I say "It's been a really long time."
He says "Can you do it now?"
I say, of course, because it's ingrained in me via CG: yes chef.
He says set up a station: there are two in there, but I need one now. NOW.
Let me just take a moment and say that the only times I have ever trimmed a fucking tenderloin of beef (one of the most expensive items a restaurant can buy, it's where your filet steaks come from) has been at 2pm, hours before service, when I've got no other prep and the line needs an extra pair of hands.
However, the fucking crazy ass intensity of a certain ChefGuy clearly made and impression. It literally has been over 6 years since I'd done this job, but dammit, it came back. And, given the remarks made by Garrett, I did pretty fucking ok. Then he asked me to portion it. Now, see, here's the thing about portioning a piece of meat: it's about a foot and a half long, it is about 4 inches wide at it's widest and then tapers gradually to the tail. When cutting it into 8oz pieces the first cut is crucial, and I should have started from the back. Oh well. Ultimately, I only wasted one, and we can do a tartare with it, but not fucking bad for a pastry chef. I was over the fucking moon. When Garrett came back and said, it looked fine, no more trimming (he did give me shit about using my chef's knife, but fuck, I didn't have my filet and didn't see a house one) and asked point blank:
"When was the last time you did that?" I said, probably about 2006 or so (probably earlier, but i don't need him to know that) and he was like "Really nice work."
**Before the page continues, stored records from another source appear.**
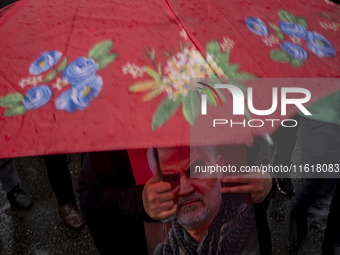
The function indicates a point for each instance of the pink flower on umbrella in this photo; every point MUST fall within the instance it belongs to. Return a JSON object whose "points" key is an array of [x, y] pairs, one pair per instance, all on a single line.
{"points": [[227, 44], [133, 69], [271, 40]]}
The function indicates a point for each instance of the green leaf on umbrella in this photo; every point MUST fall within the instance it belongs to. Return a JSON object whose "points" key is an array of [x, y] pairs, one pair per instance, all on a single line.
{"points": [[279, 56], [191, 106], [286, 16], [167, 108], [152, 73], [277, 31], [296, 63], [151, 95], [100, 50], [51, 76], [16, 110], [62, 65], [105, 61], [143, 86], [213, 47], [302, 21], [11, 100]]}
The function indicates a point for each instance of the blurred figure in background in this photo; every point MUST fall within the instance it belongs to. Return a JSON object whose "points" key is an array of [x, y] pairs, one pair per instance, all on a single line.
{"points": [[61, 183], [320, 145], [284, 143], [16, 195]]}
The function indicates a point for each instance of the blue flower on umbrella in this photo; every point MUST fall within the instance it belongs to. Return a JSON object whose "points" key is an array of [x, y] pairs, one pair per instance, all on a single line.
{"points": [[319, 45], [37, 97], [295, 51], [45, 62], [80, 96], [257, 26], [79, 70], [293, 29]]}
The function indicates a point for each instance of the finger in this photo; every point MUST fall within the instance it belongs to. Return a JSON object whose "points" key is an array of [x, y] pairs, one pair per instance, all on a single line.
{"points": [[153, 179], [166, 214], [165, 197]]}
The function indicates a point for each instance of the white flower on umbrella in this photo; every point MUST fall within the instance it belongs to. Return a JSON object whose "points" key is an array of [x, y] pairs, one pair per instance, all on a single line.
{"points": [[35, 80], [330, 26], [60, 83], [133, 69], [227, 44], [295, 40], [182, 67], [271, 40], [23, 82]]}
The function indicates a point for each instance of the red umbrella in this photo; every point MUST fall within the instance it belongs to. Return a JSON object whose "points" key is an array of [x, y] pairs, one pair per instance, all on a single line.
{"points": [[81, 75]]}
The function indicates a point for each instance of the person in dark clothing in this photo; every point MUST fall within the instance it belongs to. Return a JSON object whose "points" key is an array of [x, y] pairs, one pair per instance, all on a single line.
{"points": [[112, 204], [9, 177], [61, 184]]}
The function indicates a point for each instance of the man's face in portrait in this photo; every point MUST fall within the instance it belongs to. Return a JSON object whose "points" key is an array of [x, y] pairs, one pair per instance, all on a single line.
{"points": [[198, 199]]}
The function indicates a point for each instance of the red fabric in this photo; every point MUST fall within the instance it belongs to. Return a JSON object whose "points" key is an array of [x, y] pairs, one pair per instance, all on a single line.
{"points": [[118, 118]]}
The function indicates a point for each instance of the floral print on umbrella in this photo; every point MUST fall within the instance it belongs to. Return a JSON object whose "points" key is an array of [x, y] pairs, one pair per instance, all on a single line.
{"points": [[296, 28], [80, 74], [172, 78]]}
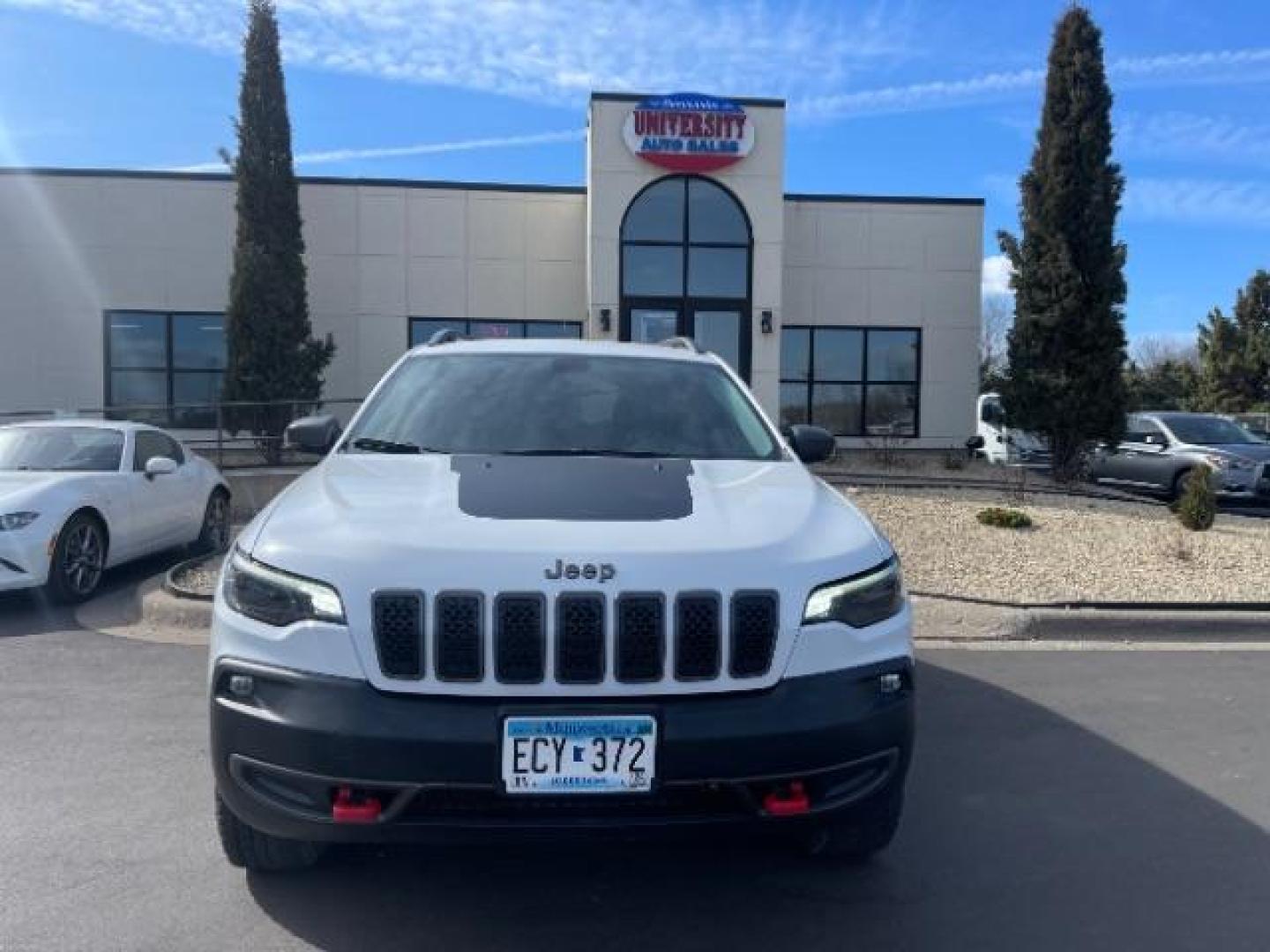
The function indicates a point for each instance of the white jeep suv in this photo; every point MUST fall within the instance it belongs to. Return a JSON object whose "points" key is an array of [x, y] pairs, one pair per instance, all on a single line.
{"points": [[557, 584]]}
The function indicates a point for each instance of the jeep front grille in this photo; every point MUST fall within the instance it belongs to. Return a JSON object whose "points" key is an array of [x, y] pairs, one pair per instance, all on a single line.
{"points": [[753, 632], [691, 636], [579, 639], [696, 636], [519, 639], [399, 634], [459, 636], [640, 637]]}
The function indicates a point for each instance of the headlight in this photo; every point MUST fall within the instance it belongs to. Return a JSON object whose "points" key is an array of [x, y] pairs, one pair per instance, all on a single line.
{"points": [[1229, 462], [276, 597], [860, 600], [11, 522]]}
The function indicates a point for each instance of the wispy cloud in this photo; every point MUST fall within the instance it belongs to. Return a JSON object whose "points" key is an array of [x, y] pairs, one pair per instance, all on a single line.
{"points": [[1186, 136], [467, 145], [996, 276], [1179, 201], [1199, 201], [1168, 70], [549, 51]]}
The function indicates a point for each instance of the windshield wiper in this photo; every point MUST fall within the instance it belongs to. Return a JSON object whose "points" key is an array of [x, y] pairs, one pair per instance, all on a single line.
{"points": [[372, 444]]}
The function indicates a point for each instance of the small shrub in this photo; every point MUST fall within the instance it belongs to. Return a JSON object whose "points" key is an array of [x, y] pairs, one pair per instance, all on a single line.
{"points": [[1197, 509], [1004, 518], [1179, 547]]}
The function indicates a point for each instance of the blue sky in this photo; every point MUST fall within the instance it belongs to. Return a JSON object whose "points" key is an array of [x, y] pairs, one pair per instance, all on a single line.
{"points": [[918, 97]]}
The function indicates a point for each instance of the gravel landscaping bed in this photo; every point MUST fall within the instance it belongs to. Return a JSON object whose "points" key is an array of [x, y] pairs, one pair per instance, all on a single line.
{"points": [[1077, 550], [198, 576]]}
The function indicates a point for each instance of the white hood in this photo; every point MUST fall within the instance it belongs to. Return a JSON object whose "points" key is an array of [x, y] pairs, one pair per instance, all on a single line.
{"points": [[367, 522], [22, 489]]}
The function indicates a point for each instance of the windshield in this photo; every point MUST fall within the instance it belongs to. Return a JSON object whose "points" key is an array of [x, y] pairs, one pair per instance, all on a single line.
{"points": [[563, 404], [60, 449], [1209, 430]]}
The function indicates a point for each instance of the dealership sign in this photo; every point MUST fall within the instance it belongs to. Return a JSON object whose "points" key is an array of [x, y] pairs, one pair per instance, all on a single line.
{"points": [[689, 132]]}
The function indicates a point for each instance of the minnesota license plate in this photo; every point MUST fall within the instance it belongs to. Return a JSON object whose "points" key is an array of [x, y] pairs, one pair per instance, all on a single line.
{"points": [[579, 755]]}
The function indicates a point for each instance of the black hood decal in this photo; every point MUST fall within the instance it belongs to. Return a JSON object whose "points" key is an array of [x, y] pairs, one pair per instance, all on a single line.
{"points": [[573, 487]]}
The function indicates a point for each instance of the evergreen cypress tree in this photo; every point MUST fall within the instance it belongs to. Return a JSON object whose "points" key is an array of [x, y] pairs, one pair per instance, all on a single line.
{"points": [[1067, 349], [272, 354], [1235, 352]]}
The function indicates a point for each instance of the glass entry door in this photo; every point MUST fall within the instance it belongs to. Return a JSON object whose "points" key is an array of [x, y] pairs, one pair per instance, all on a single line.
{"points": [[719, 326], [651, 325], [721, 331]]}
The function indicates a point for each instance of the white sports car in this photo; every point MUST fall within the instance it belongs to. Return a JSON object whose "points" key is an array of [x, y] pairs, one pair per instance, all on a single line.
{"points": [[80, 496]]}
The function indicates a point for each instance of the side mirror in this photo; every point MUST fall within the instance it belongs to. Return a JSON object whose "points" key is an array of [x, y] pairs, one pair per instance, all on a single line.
{"points": [[161, 466], [811, 444], [312, 435]]}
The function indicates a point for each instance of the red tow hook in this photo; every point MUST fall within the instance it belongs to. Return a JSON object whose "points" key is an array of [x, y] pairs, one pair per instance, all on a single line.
{"points": [[788, 802], [346, 809]]}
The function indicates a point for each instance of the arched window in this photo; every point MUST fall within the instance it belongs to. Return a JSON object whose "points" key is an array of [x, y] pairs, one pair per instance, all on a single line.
{"points": [[684, 267]]}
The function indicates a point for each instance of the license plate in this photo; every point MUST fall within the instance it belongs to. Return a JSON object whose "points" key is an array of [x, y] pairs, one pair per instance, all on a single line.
{"points": [[579, 755]]}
They let me cut out early because it was slow, which is ok for now. The plan is for me to solo on Monday. I fucking cannot wait. Seriously. I love my work. It is so nice to be genuinely good at something, and to be among people who are on the same page. There are little things, but it is so amazingly similar to Upstairs that I can barely contain myself most moments. The waitsaff is actually better, but it's so amazingly good.
Oh. I forgot, there was one thing today: Seattle drivers suck. A lot. I had no idea how spoiled I was living in California. Sweet mother of kevin seconds, what a mess. Almost got squashed like a bug in a pileup today, but luckily guided the trusty Punk Rock soccer mom car to the edge of the road and around the idiot in the BMW.